The average and standard deviation of the bootstrapped volatilities for COMMODITY are 6.15% and 0.19%
The average and standard deviation of the bootstrapped volatilities for GOLD are 4.42% and 0.11%
The average and standard deviation of the bootstrapped volatilities for STOCK_US are 4.22% and 0.11%
The average and standard deviation of the bootstrapped volatilities for STOCK_EM are 6.48% and 0.18%
The average and standard deviation of the bootstrapped volatilities for STOCK_EUROPE are 4.99% and 0.13%
The average and standard deviation of the bootstrapped volatilities for GOVBOND_US are 2.05% and 0.05%


In [9]:
for name in portlist:  #for loop for the sample asset averages and volatilities 
    l_data = list(data[name])
    sample_mean = sum(l_data)/len(l_data) * 100 
    sample_var = sum([(x*100 - sample_mean)**2 for x in l_data])/len(l_data) 
    sample_std = sample_var**0.5 
    print('The asset {} has a mean daily average return of {:3.2f}% and a daily volatility of {:3.2f}%'.format(name,sample_mean,sample_std))

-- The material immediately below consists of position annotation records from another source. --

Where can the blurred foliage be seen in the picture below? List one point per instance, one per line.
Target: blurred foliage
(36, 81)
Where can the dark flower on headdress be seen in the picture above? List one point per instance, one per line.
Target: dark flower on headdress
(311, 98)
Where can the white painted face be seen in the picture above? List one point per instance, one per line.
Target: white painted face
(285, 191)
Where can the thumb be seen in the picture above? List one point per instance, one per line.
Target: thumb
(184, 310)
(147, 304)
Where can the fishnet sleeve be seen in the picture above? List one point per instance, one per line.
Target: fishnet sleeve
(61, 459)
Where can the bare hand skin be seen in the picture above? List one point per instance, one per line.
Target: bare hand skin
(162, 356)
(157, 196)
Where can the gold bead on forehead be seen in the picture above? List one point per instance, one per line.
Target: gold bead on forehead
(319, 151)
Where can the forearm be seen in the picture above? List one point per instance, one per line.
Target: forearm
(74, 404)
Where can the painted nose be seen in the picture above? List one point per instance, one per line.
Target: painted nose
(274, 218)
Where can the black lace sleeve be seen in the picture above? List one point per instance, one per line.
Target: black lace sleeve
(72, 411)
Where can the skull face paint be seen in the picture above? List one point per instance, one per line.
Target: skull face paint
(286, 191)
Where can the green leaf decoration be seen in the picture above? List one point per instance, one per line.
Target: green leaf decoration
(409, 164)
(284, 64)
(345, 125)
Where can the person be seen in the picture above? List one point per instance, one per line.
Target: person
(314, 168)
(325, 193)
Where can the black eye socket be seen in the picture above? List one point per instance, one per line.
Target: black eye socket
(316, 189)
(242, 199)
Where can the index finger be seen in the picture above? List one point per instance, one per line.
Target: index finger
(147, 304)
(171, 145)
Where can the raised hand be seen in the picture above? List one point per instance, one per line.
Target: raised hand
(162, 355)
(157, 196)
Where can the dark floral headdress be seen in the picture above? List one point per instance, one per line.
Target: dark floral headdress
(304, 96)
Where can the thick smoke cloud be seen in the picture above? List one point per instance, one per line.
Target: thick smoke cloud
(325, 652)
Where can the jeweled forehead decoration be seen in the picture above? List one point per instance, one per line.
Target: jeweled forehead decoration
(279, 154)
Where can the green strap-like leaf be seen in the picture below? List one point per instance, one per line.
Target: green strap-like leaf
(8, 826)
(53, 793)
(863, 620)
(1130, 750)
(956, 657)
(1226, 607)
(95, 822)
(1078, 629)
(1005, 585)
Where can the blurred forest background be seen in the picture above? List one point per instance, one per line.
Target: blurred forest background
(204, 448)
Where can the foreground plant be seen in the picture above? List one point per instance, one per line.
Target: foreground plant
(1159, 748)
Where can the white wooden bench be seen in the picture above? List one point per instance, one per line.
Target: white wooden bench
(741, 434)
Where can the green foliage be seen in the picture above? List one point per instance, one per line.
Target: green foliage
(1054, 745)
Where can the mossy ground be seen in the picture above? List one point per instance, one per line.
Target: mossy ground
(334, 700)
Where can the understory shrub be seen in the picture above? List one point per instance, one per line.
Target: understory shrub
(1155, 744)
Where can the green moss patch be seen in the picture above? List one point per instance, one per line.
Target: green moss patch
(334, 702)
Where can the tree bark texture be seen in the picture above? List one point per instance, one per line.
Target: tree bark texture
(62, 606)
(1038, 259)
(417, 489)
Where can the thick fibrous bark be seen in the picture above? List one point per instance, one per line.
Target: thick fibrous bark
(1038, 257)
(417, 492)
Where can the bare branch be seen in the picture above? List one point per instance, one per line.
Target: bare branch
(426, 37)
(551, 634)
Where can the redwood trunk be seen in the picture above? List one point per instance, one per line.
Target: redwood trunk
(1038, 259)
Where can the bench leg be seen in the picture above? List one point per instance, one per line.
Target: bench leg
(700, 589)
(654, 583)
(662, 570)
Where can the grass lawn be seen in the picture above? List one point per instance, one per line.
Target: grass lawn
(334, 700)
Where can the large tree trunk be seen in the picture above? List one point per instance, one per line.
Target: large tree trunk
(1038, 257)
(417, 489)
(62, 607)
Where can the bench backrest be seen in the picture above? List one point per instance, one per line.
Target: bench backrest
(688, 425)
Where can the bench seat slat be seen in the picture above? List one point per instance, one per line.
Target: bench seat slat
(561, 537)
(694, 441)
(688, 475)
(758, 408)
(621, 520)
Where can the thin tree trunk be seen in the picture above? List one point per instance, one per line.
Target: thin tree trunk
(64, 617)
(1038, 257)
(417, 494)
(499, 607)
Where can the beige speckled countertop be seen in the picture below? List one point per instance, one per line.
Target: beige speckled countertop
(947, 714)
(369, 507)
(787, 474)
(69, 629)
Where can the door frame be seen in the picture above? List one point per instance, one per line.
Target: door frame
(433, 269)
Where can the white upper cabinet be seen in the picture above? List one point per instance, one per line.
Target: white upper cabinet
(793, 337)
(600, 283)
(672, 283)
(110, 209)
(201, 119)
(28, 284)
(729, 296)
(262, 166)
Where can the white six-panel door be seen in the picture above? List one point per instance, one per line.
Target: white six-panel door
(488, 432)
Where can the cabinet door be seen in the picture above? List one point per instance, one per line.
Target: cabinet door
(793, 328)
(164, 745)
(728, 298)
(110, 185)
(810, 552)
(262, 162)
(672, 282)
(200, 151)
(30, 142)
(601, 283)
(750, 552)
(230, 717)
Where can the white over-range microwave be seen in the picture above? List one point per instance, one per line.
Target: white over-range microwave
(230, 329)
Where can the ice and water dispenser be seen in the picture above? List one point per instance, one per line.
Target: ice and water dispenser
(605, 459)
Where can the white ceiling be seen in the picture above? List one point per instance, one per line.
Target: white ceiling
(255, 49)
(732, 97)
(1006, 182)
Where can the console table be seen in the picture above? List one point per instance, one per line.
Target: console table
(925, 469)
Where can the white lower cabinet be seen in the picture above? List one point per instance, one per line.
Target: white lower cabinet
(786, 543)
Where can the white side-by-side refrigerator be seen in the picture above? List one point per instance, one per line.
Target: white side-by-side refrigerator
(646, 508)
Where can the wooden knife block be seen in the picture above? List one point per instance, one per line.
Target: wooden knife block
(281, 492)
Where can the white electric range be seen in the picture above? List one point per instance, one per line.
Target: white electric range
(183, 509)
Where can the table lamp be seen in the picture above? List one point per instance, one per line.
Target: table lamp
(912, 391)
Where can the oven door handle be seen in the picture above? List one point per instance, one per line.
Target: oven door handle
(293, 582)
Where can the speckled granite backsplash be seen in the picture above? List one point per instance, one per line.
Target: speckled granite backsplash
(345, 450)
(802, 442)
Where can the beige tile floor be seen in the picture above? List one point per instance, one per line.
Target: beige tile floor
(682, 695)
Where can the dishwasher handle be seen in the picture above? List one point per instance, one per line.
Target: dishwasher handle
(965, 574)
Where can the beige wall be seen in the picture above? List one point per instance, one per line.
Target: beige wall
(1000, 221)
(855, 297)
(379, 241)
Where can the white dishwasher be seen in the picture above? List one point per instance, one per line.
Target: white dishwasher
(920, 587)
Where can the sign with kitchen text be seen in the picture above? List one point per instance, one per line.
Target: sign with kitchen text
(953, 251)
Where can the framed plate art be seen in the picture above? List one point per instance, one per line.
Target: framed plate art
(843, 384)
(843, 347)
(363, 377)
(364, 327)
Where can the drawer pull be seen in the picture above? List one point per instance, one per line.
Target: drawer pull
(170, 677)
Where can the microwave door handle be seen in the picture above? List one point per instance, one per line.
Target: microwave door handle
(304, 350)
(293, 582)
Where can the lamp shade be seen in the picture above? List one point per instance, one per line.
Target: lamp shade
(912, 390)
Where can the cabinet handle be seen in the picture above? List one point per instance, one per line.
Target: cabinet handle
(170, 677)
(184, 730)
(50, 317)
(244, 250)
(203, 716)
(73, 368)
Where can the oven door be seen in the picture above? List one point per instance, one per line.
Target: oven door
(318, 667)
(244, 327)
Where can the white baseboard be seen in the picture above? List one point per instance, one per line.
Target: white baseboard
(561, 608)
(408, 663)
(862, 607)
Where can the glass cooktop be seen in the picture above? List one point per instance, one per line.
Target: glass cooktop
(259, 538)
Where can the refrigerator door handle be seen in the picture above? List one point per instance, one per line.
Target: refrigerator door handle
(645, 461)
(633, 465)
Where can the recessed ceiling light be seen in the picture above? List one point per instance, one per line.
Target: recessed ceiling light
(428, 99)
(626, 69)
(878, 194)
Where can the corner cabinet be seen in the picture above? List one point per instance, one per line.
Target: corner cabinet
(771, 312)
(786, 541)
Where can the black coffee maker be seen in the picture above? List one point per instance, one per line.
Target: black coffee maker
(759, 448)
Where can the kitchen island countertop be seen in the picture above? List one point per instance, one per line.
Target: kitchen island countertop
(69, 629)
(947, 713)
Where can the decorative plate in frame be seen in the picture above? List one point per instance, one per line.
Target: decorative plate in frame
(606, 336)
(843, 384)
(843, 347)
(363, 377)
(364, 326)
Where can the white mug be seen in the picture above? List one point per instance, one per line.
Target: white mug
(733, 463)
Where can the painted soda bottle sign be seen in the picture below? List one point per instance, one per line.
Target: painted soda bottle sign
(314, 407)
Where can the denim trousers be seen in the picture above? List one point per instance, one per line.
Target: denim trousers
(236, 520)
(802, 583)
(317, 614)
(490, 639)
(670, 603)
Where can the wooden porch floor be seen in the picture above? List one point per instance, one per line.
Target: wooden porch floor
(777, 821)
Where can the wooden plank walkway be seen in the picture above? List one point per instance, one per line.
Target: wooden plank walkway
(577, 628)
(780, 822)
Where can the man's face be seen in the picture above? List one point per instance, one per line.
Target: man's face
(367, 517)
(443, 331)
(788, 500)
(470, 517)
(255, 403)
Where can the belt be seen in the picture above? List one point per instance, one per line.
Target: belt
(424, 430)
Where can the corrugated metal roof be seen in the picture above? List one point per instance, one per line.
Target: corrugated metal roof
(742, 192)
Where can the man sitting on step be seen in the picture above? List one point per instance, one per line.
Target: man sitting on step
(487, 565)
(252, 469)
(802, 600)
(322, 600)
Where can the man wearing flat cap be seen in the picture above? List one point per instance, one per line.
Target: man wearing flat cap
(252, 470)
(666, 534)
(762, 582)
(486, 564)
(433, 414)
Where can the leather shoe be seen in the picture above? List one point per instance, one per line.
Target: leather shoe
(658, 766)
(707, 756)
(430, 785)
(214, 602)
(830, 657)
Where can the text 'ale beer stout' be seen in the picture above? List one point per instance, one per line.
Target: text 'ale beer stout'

The asset COMMODITY has a mean daily average return of 0.35% and a daily volatility of 6.15%
The asset GOLD has a mean daily average return of 0.43% and a daily volatility of 4.41%
The asset STOCK_US has a mean daily average return of 0.98% and a daily volatility of 4.21%
The asset STOCK_EM has a mean daily average return of 1.08% and a daily volatility of 6.47%
The asset STOCK_EUROPE has a mean daily average return of 0.79% and a daily volatility of 4.99%
The asset GOVBOND_US has a mean daily average return of 0.53% and a daily volatility of 2.04%


In [10]:
result = bootstrap(data,portlist,100,100) #changing parameters to 100 observations and 100 iterations for discussion 
boot_mean = []
boot_sd = [] 
for volatilities in result: 
    mean = sum(volatilities)/len(volatilities) 
    variance = sum([(x-mean)**2 for x in volatilities])/len(volatilities) 
    std = variance**0.5 
    boot_mean.append(mean)
    boot_sd.append(std)
for i in range(len(boot_sd)): #for loop for bootstrap results 
    print('The average and standard deviation of the bootstrapped volatilities for {} are {:3.2f}% and {:3.2f}%'.format(portlist[i],boot_mean[i],boot_sd[i]))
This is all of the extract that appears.